Planar Fuel-Air-Ratio-LIF with Gasoline for Dynamic Mixture-Formation Investigations

The investigations performed serve to develop a 2D measurement technique for dynamic mixture formation analysis of fuel and air with almost standard gasoline (Euro Super colorless, without the low volatile bitumen constituents). A measurement concept for fuel-air-ratio detection by laser-induced fluorescence (FARLIF) is validated. The concept is based on 266nm Nd-YAG-laser excitation of the self-fluorescing gasoline and is validated for mixture pressures above 2.5 bar, sufficient air-fraction λ ≥ 0.4 and temperatures at least up to 548 K. The mixture temperature is shown to affect the FARLIF-intensities.

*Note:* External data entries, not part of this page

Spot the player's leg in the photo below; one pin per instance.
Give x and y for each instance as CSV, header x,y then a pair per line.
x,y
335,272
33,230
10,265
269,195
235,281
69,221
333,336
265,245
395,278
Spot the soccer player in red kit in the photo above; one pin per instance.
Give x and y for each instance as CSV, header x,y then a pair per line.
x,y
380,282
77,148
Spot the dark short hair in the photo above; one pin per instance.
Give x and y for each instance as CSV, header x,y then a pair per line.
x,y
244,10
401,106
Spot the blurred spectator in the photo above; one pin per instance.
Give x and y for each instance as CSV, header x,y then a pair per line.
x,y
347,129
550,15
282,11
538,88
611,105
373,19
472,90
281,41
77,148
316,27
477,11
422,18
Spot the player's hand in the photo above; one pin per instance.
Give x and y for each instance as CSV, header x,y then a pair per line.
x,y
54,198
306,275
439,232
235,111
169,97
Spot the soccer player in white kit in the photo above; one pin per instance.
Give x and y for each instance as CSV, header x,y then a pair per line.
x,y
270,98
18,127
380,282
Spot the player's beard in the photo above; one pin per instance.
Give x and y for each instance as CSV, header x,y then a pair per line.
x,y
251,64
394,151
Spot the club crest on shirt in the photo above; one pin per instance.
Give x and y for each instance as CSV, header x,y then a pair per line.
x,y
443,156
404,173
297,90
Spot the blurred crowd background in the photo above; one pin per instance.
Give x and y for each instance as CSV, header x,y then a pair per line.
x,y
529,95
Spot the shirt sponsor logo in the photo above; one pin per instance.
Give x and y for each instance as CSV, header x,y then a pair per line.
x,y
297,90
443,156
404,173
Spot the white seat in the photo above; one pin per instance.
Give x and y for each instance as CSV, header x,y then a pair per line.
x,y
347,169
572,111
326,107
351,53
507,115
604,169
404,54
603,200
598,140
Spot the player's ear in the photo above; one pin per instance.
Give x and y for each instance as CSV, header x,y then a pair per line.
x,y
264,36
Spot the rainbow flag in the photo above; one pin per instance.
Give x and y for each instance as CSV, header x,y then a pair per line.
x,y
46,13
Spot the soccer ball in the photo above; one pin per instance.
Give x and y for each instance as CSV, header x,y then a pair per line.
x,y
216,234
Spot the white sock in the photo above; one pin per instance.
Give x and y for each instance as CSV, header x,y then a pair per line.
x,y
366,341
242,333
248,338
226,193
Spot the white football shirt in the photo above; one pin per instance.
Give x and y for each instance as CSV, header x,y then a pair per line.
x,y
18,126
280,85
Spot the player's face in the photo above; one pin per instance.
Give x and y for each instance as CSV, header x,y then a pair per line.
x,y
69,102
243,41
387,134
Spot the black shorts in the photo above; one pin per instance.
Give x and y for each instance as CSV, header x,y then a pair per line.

The technical feasibility of FARLIF-imaging with almost standard gasoline is successfully demonstrated. Single-shot measurements of transient mixing fields of gasoline and air at engine relevant gas conditions are performed and quantitative fuel-air-ratio maps are generated. The functionality of this technique was further expanded to a double-pulse FARLIF-imaging technique, giving additionally insight into mixture-formation dynamics. For this purpose two different data evaluation methods are introduced: The first provides temporal derivative fields of the equivalence ratio, showing where and how the mixture distribution changes. The other evaluation method quantifies the motion of mixture structures (fluorescence motion analysis, FMA). All this information can be drawn out of one single measurement only!

Finally, double-pulse FARLIF-imaging was combined with simultaneous PIV measurements. It is shown that the combination of FMA and PIV gives fast access to structure motion and gas velocity field (which do not need to be the same), simultaneously providing the actual fuel-air-ratio map and giving the possibility to calculate its temporal derivation.